Inkjetdruck auf Backlit-Folie und Transparentpapier, Ölfarbe, schwarze MDF-Platte, Elektronik mit LEDs, 122 x 203 cm

Diese Arbeit besteht aus einer S/W-Fotoserie eines auf einen Grillspieß aufgespießten Grillhendls, das horizontal ein Mal um die eigene Achse (um jeweils 30°) gedreht wurde. Der Grillspieß als verbindendes Element ermöglicht es, sich zwölf verschiedene Grillhendl in drei Grillspießreihen in einem Grillgerät vorzustellen.

Fotografie

Sowohl die gewählte Kameraperspektive in der Normalsicht, als auch die Anzahl der Fotos und deren Anordnung in einem Raster ist eine Anlehnung an die um 1880 entstandenen Bewegungsstudien von Eadweard Muybridge.

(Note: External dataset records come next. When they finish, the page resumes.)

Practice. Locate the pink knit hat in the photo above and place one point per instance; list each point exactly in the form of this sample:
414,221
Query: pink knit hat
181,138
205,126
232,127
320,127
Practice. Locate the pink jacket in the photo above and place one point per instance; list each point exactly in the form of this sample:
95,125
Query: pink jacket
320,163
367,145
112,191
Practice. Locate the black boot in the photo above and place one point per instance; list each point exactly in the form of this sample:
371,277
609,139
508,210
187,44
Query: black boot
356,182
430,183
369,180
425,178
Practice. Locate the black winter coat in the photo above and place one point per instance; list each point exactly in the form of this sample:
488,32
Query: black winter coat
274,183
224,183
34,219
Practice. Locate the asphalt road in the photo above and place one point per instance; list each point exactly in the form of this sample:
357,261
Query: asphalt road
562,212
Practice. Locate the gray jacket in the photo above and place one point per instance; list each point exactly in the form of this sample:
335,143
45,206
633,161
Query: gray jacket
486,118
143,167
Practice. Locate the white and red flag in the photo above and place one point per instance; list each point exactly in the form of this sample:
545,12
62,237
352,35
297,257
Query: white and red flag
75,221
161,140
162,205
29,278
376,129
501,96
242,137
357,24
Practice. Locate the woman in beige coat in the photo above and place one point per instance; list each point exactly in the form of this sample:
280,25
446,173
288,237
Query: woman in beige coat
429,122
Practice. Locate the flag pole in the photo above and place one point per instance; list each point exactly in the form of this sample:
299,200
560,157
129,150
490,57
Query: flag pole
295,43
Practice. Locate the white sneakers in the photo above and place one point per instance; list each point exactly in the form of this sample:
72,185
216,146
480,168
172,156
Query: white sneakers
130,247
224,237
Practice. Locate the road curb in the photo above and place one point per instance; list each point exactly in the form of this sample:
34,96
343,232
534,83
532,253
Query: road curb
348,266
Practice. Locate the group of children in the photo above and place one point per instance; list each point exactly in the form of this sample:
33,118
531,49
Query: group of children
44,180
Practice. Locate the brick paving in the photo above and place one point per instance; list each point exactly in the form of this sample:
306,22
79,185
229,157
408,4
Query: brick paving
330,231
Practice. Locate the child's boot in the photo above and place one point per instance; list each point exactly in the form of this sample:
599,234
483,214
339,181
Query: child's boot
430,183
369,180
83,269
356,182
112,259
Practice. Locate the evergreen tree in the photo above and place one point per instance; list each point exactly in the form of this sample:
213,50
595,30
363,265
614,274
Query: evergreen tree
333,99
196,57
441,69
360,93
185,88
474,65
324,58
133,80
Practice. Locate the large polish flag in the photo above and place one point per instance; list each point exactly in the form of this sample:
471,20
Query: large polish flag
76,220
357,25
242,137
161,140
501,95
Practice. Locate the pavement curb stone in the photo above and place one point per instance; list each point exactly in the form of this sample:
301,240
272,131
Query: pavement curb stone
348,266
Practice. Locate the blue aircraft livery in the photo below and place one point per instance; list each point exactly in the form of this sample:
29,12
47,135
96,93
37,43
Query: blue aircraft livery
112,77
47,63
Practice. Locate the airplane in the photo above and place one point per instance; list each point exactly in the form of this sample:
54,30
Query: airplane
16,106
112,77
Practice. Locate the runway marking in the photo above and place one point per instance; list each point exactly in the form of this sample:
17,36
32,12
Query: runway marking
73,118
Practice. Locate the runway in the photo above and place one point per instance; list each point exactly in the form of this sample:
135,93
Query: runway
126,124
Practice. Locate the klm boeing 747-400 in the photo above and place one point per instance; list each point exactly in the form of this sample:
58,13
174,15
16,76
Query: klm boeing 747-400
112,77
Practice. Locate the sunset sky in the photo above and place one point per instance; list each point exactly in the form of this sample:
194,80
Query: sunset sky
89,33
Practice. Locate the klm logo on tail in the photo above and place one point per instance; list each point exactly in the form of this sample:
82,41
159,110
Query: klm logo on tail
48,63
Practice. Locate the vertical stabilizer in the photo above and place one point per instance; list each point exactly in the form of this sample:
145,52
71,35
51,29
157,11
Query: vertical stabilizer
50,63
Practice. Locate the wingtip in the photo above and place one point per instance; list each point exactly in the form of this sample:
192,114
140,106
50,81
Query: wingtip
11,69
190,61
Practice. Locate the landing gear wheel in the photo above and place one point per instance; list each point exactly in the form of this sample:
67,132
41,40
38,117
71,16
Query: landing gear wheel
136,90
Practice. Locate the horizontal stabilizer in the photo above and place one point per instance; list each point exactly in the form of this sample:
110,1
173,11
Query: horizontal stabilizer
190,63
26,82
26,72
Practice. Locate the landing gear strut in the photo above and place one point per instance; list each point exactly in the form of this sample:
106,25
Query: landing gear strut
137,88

Ursprünglich wurden diese Bewegungsstudien für wissenschaftliche Zwecke hergestellt. Dementsprechend nüchtern können sie betrachtet werden.

Farbe

Die auf den Backlit-Folien aufgetragene Ölfarbe erfüllt verschiedene Funktionen: Zum einen entstehen dadurch Schablonen, sodass das Grillhendl hell beleuchtet wird und sich der Hintergrund verdunkelt. Zum anderen unterstreicht die gewählte Farbgebung die proletarische Charakteristik des Bildsujets. Denn ein ähnliches Orange findet sich unter anderem bei der Abfallwirtschaft (MA48), bei Baumärkten (OBI, Hornbach) oder als Rostschutzfarbe. Zudem kann auch der potentiell nationalistische Aspekt des Grillhendls (als traditionelle Speise bei Bierzeltfesten) angemerkt werden kann.

Bewegungsablauf

Mit Hilfe einer programmierten Steuerung kann jede Abbildung der Reihe nach und in einem bestimmten Zeitintervall mit den eingebauten LEDs beleuchtet werden.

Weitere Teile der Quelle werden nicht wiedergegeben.